Kireçtaşından üretilen bu kâğıdın geri dönüşümünün daha verimli olduğu kaydedilmektedir. Parçalanarak tekrar toz haline gelen kâğıtlar tekrar kâğıt üretiminde ya da diğer plastik alternatifi olan kâğıt ürünlerin üretiminde kullanılabilmektedir.

Geleneksel yöntemlere kıyasla kâğıt üretiminde kireçtaşı kullanılması ile her bir ton kâğıt üretiminde 20 ağaç kesilmeden korunurken, 16 milyon BTU enerji ve 60 bin litre su kullanımı ile 900 kg CO2 ve159 kg katı atık oluşumu engellenebilmektedir.

Madencilik yoluyla üretilen ve dünyada yaygın olarak bulunabilen kireçtaşı ile gerçekleştirilen bu kâğıt üretiminin günümüzde önemini koruyan kâğıdın doğa üzerindeki olumsuz etkilerini azaltmaya yardımcı olması öngörülmektedir.

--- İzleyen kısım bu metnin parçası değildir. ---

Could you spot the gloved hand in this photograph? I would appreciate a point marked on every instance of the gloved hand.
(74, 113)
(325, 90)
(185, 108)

Japonya, Tayvan ve Çin gibi ülkeler ve küresel ölçekte birçok şirket bu üretim metotlarını benimseyerek kâğıt üretiminin doğa üzerindeki olumsuz etkilerini azaltmayı hedeflemektedir. Küresel olarak benimsenen bu teknoloji ile üretilen ürünler günden güne gündelik hayatın içerisinde kendisine yer bulmaya başlamıştır. Küresel olarak 400 milyar dolarlık kâğıt endüstrisinde bu teknoloji henüz 1 milyar dolarlık paya sahip olduğu bilinmekte ve gelişime açık olarak değerlendirilmedir.

Doğal taşlar yönünden zengin kaynaklara sahip olan ülkemizde de bu konu gerek sahip olduğumuz kaynakları değerlendirmek gerek ise ihtiyaçlarımızı karşılamak adına gündeme gelmiştir. Ülkemiz sahip olduğu mermer yatakları ve üretim gücü ile dünyada önde gelen ülkeler arasında yer almaktadır. Bunun yanında, kâğıt üretimi yapan SEKA’nın özelleştirilmesiyle kâğıt üretimi konusunda ithalata bağımlı hale gelen ülkemizin geçtiğimiz yıl 3,2 milyar dolarlık kâğıt ithal ettiği kayıtlara geçmiştir.

Bu doğrultuda gerçekleştirilecek bir yatırım ile yüksek kalsiyum karbonat içeriğine sahip mermer ve benzeri madencilik faaliyetlerinden oluşan atıklar kullanılarak kâğıt ve poşet gibi günlük hayatımızda sıklıkla kullanılan ürünlerin üretilmesi mümkündür. Bu yolla hem yerli hammadde ekonomiye kazandırılarak katma değer oluşturulacak hem de kâğıt ithalatının önlenmesi yoluyla cari açık azaltılarak ülkemizin ekonomisine fayda sağlanması mümkün olacaktır.